I would be interested in hearing you explore the connection of rejecting the "supernatural" aspects of traditional Christian doctrines and the change in the view of individual sinfulness. Wasn't the movement away from the supernatural aspect of traditional doctrine already solidified by the Deists in the late 17th Century? How did that impact the view of the natural bent of man?

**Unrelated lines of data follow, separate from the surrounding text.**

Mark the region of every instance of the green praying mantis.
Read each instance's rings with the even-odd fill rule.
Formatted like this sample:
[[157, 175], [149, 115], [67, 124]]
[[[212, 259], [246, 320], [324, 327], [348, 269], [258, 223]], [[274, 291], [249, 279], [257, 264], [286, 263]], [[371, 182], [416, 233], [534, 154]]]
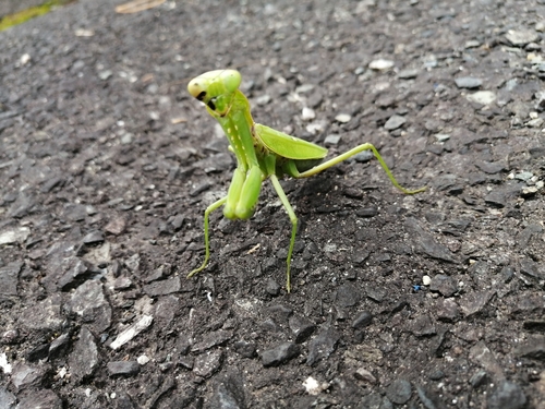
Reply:
[[286, 175], [296, 179], [308, 178], [360, 152], [372, 151], [390, 181], [403, 193], [414, 194], [426, 188], [416, 190], [402, 188], [378, 151], [370, 143], [359, 145], [323, 163], [327, 155], [325, 147], [255, 123], [250, 112], [250, 103], [239, 89], [241, 80], [239, 71], [215, 70], [191, 80], [187, 84], [187, 92], [204, 103], [208, 113], [219, 122], [229, 140], [229, 149], [237, 157], [237, 169], [227, 196], [210, 204], [204, 213], [205, 258], [198, 268], [187, 275], [187, 278], [202, 272], [210, 258], [208, 234], [210, 213], [223, 206], [223, 216], [229, 219], [251, 218], [257, 205], [262, 184], [266, 179], [270, 179], [291, 220], [291, 240], [286, 260], [286, 289], [290, 292], [290, 266], [298, 232], [298, 217], [280, 185], [279, 178]]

Perhaps for some. Speaking of the Puritans - I read a longish essay 15 years ago about the reasons that many of the children of the Puritans became Unitarians in the late 1700's & early 1800's but I'll be darned if I can't find it or remember much of its conclusions. Deists though were a different breed as far as I can tell. Deism, flowing out of Enlightenment thinking, was a rationalist rejection of traditional doctrine regarding God's intervention in human affairs - remember the Deists held on to a notion of God because they needed a non-positivistic grounding for Natural Rights and thus the very rationale for the existence of the Social Contract. It seems to me to have been a purely philosophical affair and one that seems to have died off by the mid-1800's. The Progressives of the late 1800's were influenced by the Higher Criticism in Germany, the social sciences that exploded on to the scene in late 19th Century Germany and advances in the hard sciences. While there may be some overlap in their rejection of the supernatural - the one doesn't really seem to inform the other and indeed, more generally, the Progressives tended to reject the hyper-rationalist thinking and Social Contract theory that the elite Deists of the 1700's espoused. Both seem to be products of their particular moment.
(wife) I think I read about that too in Bercot's book, In God We Don't Trust. If he references that article, it would probably be in his bibliography.